「……それは手紙用だよ」
ボソッと呟いたエルダーリッチは、複雑そうな苦笑いを浮かべている。
「こちらは彼女が用いていたランプです。どういう原理かは未だ不明ですが、今でも明かりを灯し続けています。この輝きは、永久に続くでしょう」
「……あと二四七年と三か月で消える」
「それとそれと、これはですね! おっとそっちのガラスケースには触れないでください。なにせもうボロボロなので、振動を与えると良くありません」
そのケースの中には、毛玉の塊のようなものが入っていた。
「これは彼女が毎晩抱いて寝ていたというクマのぬいぐるみです」
「エリック……!」
ガラスケースに駆け寄ったエルダーリッチは、はっと気づいたように俺たちを見た。顔が耳まで真っ赤になる。

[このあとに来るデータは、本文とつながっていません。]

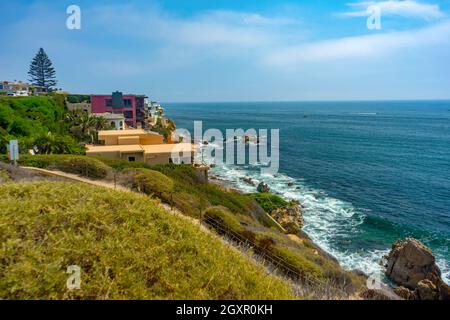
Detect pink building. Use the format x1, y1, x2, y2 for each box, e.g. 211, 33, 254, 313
91, 91, 147, 128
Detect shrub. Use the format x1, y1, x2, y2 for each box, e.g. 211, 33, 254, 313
134, 169, 174, 202
203, 206, 245, 234
15, 155, 111, 178
54, 156, 110, 179
0, 182, 293, 299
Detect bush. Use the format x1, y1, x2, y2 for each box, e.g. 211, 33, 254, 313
19, 154, 111, 179
249, 193, 288, 213
134, 169, 174, 202
0, 182, 294, 300
52, 156, 111, 179
203, 206, 245, 234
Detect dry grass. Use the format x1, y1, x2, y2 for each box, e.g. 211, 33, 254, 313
0, 182, 294, 299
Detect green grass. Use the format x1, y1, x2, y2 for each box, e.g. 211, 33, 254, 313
9, 154, 111, 179
131, 169, 174, 201
249, 192, 288, 213
1, 156, 362, 293
0, 182, 293, 299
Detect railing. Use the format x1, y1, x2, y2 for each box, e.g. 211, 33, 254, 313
202, 216, 349, 298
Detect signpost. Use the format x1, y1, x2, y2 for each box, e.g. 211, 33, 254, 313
8, 140, 19, 166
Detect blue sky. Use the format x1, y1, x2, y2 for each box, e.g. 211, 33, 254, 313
0, 0, 450, 101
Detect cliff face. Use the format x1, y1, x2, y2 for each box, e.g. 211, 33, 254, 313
385, 239, 450, 300
270, 201, 304, 234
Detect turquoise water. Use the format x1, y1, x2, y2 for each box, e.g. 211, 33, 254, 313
165, 101, 450, 282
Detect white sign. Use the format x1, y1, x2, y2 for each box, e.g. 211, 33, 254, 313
9, 140, 19, 161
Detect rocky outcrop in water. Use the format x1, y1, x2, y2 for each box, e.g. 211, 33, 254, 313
256, 182, 270, 192
384, 239, 450, 300
270, 201, 304, 233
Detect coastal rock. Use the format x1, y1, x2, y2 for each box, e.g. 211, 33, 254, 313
385, 239, 441, 290
415, 279, 439, 300
270, 201, 304, 233
394, 287, 417, 300
241, 177, 255, 186
256, 182, 270, 193
385, 239, 450, 300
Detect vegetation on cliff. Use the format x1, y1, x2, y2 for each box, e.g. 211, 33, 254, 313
0, 182, 293, 299
0, 155, 364, 298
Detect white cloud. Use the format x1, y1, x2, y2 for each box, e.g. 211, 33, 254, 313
341, 0, 445, 20
265, 20, 450, 67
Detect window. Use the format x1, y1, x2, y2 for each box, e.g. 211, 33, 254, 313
123, 111, 133, 119
123, 99, 131, 107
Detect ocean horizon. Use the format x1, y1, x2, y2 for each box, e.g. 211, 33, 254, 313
164, 100, 450, 283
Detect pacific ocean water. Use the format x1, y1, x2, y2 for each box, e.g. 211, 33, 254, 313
164, 101, 450, 283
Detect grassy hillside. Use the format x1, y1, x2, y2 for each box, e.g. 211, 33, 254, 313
0, 182, 292, 299
2, 155, 364, 298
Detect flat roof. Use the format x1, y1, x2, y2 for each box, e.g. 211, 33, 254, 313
86, 144, 144, 152
142, 143, 195, 154
98, 129, 160, 137
86, 143, 195, 154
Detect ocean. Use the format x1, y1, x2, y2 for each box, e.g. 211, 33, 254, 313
163, 101, 450, 283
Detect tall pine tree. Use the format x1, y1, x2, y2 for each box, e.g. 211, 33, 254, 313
28, 48, 57, 91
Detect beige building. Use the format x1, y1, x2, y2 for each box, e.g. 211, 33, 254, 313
86, 129, 195, 164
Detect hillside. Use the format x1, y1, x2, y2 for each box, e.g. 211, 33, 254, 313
0, 182, 293, 299
0, 155, 365, 299
0, 95, 84, 154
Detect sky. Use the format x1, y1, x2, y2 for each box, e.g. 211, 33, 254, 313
0, 0, 450, 102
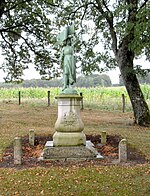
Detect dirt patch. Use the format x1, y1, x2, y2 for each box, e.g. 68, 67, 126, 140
0, 135, 147, 169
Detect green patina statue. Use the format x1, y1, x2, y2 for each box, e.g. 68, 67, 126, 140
58, 26, 77, 94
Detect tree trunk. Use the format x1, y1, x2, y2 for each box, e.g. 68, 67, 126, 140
117, 43, 150, 126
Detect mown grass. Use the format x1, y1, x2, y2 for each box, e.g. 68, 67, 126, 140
0, 101, 150, 196
0, 165, 150, 196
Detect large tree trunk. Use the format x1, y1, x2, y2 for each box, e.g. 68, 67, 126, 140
117, 43, 150, 125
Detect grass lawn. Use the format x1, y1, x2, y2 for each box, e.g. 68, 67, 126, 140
0, 101, 150, 196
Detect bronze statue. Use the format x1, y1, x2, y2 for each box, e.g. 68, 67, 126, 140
58, 26, 76, 92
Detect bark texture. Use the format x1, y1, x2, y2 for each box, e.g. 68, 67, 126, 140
117, 42, 150, 125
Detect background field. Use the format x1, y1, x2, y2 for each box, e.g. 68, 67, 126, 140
0, 86, 150, 196
0, 85, 150, 111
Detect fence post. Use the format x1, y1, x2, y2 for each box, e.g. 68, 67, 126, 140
80, 93, 83, 110
14, 137, 22, 165
101, 131, 107, 145
19, 91, 21, 105
47, 91, 50, 106
29, 129, 35, 146
122, 94, 125, 113
119, 139, 127, 162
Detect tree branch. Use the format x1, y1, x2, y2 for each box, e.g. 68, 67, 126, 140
0, 32, 15, 54
96, 0, 118, 55
3, 0, 32, 14
137, 0, 149, 12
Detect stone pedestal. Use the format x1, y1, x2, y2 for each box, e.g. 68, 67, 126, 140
53, 94, 86, 146
39, 91, 103, 161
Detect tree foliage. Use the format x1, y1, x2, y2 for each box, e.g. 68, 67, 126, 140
0, 0, 150, 81
0, 0, 58, 81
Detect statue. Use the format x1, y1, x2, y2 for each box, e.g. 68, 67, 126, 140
58, 26, 77, 94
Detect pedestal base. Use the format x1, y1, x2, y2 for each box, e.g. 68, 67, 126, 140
40, 141, 103, 161
53, 132, 86, 146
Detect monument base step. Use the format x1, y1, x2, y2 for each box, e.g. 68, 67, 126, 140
40, 141, 103, 161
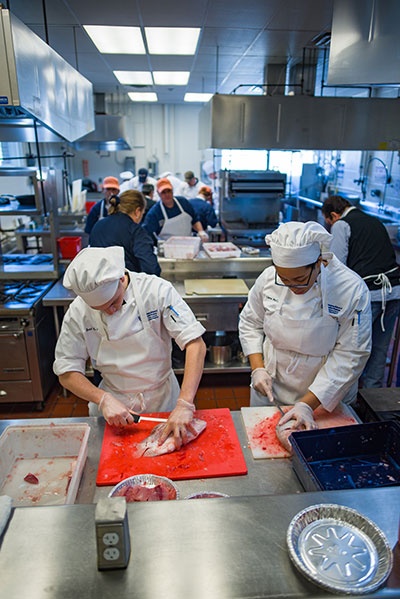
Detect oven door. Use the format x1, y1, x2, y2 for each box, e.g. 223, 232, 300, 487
0, 329, 30, 381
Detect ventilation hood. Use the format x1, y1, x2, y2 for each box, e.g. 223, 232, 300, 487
0, 8, 94, 142
199, 94, 400, 151
74, 114, 131, 152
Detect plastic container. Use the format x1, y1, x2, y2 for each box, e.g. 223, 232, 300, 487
85, 200, 97, 214
164, 236, 200, 260
57, 237, 82, 260
0, 423, 90, 507
290, 421, 400, 491
203, 241, 241, 259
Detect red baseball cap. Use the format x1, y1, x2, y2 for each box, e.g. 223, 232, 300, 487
103, 177, 119, 189
157, 179, 173, 193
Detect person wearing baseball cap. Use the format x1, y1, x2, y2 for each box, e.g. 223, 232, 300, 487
143, 178, 208, 242
53, 245, 206, 447
239, 222, 371, 449
121, 167, 157, 193
85, 177, 119, 235
181, 171, 206, 200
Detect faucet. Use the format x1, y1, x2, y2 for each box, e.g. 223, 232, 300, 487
361, 156, 392, 211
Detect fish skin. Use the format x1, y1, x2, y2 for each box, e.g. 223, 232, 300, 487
134, 418, 207, 458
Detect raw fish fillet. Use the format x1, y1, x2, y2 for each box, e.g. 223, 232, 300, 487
135, 418, 207, 458
114, 482, 176, 503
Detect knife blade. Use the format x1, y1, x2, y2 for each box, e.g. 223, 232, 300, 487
130, 412, 168, 424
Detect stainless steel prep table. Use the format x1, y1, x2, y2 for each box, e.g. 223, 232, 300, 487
0, 487, 400, 599
0, 412, 400, 599
0, 412, 302, 503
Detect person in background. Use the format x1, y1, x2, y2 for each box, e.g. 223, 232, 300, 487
322, 196, 400, 388
143, 179, 208, 242
121, 168, 157, 193
181, 171, 205, 200
85, 177, 119, 235
53, 244, 206, 445
89, 189, 161, 276
142, 183, 157, 216
239, 222, 371, 448
158, 171, 183, 196
189, 185, 218, 231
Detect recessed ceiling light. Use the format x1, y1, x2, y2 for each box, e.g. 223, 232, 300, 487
113, 71, 153, 85
128, 92, 158, 102
153, 71, 190, 85
144, 27, 200, 55
183, 93, 213, 102
83, 25, 146, 54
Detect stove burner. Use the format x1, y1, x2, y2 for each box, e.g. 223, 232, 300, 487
0, 281, 51, 308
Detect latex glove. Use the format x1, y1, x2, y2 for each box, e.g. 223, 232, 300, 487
99, 393, 133, 426
251, 368, 274, 403
159, 398, 196, 449
197, 231, 209, 243
278, 401, 318, 431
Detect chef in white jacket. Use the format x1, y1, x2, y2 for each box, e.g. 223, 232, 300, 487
54, 246, 206, 442
239, 222, 371, 430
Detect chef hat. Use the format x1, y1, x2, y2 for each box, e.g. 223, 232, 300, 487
63, 246, 125, 307
265, 222, 332, 268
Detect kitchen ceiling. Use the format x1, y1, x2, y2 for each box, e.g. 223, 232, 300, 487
3, 0, 334, 104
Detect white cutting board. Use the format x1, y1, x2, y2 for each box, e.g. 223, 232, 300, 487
241, 405, 357, 460
184, 279, 249, 295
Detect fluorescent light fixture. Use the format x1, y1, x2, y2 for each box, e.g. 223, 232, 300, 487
113, 71, 153, 85
153, 71, 190, 85
183, 93, 213, 102
144, 27, 200, 55
83, 25, 146, 54
128, 92, 158, 102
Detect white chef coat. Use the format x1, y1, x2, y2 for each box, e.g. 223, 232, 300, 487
239, 254, 371, 411
180, 181, 207, 200
158, 198, 192, 239
53, 272, 205, 415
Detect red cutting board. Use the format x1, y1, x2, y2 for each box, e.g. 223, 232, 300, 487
96, 408, 247, 486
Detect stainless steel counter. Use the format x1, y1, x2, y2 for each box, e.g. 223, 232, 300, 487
0, 487, 400, 599
0, 412, 400, 599
0, 412, 302, 504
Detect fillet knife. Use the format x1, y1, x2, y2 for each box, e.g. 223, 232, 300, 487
130, 412, 168, 424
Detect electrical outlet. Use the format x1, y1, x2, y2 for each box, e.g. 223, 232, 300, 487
95, 497, 130, 570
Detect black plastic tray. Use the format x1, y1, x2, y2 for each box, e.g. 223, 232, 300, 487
290, 421, 400, 491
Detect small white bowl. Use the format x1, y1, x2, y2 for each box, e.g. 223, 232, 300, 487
108, 474, 179, 502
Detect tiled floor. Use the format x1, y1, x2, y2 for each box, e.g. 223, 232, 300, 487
0, 373, 250, 420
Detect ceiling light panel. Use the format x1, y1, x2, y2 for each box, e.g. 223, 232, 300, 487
153, 71, 190, 85
113, 71, 153, 85
145, 27, 200, 55
128, 92, 158, 102
183, 93, 213, 102
83, 25, 146, 54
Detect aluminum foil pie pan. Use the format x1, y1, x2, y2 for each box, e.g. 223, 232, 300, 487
286, 504, 393, 595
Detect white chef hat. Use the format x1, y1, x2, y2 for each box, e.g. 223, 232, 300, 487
265, 221, 332, 268
63, 246, 125, 307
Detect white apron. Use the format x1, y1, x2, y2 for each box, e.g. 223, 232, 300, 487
89, 279, 180, 416
250, 265, 339, 406
158, 198, 192, 239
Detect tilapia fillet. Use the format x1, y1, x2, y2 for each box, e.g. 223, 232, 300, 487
134, 418, 207, 458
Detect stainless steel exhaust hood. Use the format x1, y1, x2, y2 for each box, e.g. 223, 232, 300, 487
199, 94, 400, 150
0, 8, 94, 142
74, 114, 131, 152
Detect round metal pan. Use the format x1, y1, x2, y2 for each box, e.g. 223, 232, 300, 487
286, 504, 393, 595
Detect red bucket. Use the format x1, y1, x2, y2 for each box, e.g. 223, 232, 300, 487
57, 237, 82, 260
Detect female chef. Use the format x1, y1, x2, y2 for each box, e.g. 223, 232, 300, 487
239, 222, 371, 438
54, 246, 206, 445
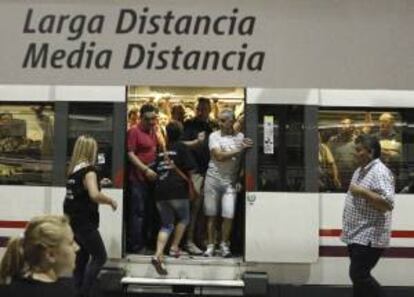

「こちらはですね、彼女が使用していた歯ブラシです。付着物を分析することで、当時の食生活をうかがい知ることができます。研究によると彼女は砂糖菓子と紅茶を好み……」
ここまで来ると、もはや歴史を越えたストーカーだ。
「そしてこれがですね、彼女が用いていたとされる下着です。こちらはかなり保存状態が良いですね」
異様に布面積が少ないそれは、何百年の月日を経てなお、紫色に輝いていた。これはかなりきわどいデザイン――。
「ソラ……」
エルダーリッチが耳元で囁いた。
「なんでもいいから、かならずこれは取り戻してくれ……!」
握ったこぶしがプルプル震えている。さすがの師匠も、自分のパンツが宝として展示されているのは、どうにも耐えられないらしい。
* * *
翌日、俺たちは公館の三階にある、会議室に集まっていた。大きな輪になった机を挟んで、キーラさんと対峙した。
「いつもの優しいソラじゃダメよ」
リュカが、俺に念を押す。
「群れの王として、可能な限りの条件を引き出すの。仲間のためよ」
「ああ、わかっているさ」
そこで議長が宣言する。
「これより、ソラリオン―エル=ポワレ間における都市提携について会談を行います」
一同が深く頭を下げて、座に着いた。